Se llevaron a Juanita por el cuello y la empujaron dentro de un auto, y a él lo agarraron y lo tiraron dentro de otro. La cabeza de Johnny golpeó el asiento de atrás cuando el conductor aceleró y en algún momento después de salir del estacionamiento, tal vez uno o dos minutos más tarde, se puso tan nervioso que simplemente se desmayó.
Johnny se despertó un poco más tarde, sus brazos y piernas estaban atados a una especie de poste que luego se dio cuenta era parte de un elevador de autos. Estaba dentro de una tienda de reparación de automóviles, rodeado de varios vehículos en distintas fases de montaje y reparación. Una luz tenue se filtraba a través de un conjunto de ventanas a su derecha, con dos grandes puertas de acero justo delante.
Los dos hombres del restaurante estaban delante de él y el que era un poco más delgado sostenía firmemente una cámara de video de alta definición. Johnny suspiró. Solo lo habían secuestrado y lo tenían ahí para pedir un rescate. Haría el video. Corrales tendría que pagar. Todo iba a estar bien.

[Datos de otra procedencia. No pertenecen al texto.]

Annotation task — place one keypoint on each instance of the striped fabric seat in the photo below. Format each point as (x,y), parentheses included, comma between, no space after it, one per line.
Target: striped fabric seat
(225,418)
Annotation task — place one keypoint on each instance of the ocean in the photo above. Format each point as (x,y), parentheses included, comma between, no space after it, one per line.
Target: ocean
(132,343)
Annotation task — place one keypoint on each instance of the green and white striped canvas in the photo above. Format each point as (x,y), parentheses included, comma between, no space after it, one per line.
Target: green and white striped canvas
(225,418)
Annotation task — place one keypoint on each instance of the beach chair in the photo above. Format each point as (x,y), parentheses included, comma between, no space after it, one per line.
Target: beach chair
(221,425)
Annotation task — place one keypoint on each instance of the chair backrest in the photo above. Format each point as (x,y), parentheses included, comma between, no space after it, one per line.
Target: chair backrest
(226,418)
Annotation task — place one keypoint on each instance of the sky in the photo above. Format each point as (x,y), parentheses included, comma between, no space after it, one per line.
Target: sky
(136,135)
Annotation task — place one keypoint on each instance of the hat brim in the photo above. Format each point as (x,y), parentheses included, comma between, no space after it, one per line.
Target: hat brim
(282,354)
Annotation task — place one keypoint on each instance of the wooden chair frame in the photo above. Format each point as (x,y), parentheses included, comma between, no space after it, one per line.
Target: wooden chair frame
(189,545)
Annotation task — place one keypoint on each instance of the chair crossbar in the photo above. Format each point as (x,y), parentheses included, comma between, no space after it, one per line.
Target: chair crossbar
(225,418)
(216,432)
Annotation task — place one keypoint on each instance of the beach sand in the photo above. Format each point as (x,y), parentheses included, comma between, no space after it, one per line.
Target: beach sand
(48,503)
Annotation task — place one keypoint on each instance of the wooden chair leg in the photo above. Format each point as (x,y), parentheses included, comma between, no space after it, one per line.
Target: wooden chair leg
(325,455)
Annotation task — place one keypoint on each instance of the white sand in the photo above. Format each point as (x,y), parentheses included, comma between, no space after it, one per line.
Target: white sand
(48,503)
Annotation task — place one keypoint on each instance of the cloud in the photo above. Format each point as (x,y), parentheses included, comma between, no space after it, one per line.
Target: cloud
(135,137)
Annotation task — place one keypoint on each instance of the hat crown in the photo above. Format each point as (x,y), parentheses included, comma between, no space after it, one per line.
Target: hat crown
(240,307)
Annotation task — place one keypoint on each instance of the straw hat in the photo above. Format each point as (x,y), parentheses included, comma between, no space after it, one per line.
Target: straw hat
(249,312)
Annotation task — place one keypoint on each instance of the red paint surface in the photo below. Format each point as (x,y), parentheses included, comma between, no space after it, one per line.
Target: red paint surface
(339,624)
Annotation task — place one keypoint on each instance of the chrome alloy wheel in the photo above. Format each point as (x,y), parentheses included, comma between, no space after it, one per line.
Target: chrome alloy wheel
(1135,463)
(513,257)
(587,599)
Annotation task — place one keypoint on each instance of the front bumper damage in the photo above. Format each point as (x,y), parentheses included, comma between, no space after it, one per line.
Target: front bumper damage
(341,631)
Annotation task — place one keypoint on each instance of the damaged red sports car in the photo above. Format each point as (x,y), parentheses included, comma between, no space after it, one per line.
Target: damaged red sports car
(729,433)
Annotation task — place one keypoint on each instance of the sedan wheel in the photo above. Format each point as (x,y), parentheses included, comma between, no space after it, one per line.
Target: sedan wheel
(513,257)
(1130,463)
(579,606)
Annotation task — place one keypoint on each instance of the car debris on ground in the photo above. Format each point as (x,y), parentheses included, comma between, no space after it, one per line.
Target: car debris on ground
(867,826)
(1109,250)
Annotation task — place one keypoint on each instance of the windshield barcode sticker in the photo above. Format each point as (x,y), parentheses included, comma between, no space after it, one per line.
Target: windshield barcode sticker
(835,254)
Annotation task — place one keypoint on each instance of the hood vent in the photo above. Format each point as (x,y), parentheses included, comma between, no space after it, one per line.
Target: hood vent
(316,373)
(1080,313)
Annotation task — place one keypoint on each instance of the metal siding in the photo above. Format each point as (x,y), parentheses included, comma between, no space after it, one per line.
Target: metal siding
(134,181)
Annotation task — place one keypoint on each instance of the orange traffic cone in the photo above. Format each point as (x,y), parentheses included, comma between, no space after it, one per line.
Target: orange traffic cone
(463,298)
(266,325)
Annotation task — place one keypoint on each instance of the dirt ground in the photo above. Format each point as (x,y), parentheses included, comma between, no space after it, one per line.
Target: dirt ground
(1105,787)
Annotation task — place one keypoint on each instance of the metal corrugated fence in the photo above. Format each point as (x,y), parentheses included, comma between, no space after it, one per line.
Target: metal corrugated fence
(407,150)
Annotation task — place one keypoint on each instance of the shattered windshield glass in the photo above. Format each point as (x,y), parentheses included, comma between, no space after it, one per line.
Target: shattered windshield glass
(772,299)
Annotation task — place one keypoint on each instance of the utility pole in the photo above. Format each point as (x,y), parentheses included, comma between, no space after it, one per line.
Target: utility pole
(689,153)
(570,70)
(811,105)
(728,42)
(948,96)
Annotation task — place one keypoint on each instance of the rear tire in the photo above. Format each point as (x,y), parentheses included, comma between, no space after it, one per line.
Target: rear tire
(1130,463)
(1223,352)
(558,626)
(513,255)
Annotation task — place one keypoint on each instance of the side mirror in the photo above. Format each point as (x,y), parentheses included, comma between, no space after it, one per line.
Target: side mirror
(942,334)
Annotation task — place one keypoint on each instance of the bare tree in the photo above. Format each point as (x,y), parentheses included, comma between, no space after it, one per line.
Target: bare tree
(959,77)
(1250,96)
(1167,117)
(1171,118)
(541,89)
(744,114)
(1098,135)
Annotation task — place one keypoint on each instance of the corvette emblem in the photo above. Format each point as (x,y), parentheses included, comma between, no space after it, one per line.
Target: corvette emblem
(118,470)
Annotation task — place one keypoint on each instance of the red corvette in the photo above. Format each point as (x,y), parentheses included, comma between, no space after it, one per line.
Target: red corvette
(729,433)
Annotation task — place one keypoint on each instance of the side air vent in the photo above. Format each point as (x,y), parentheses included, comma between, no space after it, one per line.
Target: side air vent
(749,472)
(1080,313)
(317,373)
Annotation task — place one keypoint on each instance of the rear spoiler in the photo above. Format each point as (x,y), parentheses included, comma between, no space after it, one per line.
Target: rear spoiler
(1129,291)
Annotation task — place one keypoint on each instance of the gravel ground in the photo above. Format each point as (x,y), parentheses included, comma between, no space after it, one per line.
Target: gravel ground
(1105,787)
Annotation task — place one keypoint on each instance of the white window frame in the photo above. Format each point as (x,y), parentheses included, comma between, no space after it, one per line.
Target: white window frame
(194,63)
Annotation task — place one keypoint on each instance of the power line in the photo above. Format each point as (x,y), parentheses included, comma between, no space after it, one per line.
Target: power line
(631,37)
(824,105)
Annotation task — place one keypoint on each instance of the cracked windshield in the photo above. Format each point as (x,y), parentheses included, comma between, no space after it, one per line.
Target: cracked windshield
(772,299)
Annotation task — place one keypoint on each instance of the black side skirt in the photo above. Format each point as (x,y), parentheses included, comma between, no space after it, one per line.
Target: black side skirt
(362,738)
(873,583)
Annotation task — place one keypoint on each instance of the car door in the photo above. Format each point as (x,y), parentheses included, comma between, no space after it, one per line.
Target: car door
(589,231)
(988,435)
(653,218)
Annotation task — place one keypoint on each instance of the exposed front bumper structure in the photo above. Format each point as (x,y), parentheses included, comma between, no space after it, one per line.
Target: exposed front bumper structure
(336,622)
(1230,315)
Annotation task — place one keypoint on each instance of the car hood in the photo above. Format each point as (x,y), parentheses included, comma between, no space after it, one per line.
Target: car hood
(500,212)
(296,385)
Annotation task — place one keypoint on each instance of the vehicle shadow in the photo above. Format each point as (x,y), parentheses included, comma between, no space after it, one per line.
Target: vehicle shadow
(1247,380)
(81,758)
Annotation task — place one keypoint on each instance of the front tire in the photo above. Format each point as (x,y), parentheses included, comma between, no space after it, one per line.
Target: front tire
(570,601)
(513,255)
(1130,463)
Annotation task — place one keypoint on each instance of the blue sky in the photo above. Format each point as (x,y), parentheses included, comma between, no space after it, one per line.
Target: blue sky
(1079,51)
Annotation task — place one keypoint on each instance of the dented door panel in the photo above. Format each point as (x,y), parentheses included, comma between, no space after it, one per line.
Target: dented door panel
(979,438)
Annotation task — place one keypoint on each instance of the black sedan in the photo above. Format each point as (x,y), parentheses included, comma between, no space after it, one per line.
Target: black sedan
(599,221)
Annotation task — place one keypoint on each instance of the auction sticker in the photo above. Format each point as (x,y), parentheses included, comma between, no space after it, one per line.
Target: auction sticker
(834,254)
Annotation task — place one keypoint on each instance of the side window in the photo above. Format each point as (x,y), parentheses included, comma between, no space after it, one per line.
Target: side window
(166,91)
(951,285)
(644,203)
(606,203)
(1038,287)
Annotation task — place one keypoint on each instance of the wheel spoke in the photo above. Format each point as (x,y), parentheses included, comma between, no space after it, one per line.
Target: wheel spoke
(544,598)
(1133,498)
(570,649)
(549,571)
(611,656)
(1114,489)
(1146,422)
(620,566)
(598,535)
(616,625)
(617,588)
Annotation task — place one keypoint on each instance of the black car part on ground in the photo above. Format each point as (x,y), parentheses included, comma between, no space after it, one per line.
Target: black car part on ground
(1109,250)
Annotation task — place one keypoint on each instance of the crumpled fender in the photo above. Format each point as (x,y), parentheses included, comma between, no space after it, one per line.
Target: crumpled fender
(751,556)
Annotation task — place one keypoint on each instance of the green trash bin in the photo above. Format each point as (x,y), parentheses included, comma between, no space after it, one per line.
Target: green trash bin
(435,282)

—Ok, ok, ok —dijo a través de otro suspiro.—Diré lo que quieran. ¿Dónde está Juanita? ¿Dónde está mi novia?
El tipo con la cámara apartó la mirada de la pequeña pantalla que había estado estudiando y gritó a través del cuarto.
—¿Terminaste?
—¡Si! —respondió una voz.
Y luego Johnny los vio: dos hombres más vestidos con trajes de protección negros, del tipo que se usan para pintar' autos, aunque no llevaban protección en la cara. Los trajes tenían manchas oscuras en los brazos y las caderas. Un hombre llevaba una herramienta eléctrica de color amarillo que tenía una estrecha cuchilla en la parte delantera, una sierra recíproca. Johnny había estado en muchas escenas de accidentes como reportero de un periódico local un par años atrás y estaba familiarizado con la herramienta utilizada por los rescatistas para sacar a personas atrapadas en sus autos.
El hombre con la sierra echó a andar el motor de la herramienta y en tanto se acercaba, Johnny se dio cuenta de que la sierra estaba manchada con... sangre.
—Mira, no hay necesidad de amenazas. Haré lo que me digan.
Con un bufido, el tipo de la sierra puso los ojos en blanco y avanzó.
—¡Espera! —exclamó Johnny—. ¿Qué quieren de mí? ¡Por favor!
—Señor —dijo el hombre con la cámara—. Solo queremos que se muera.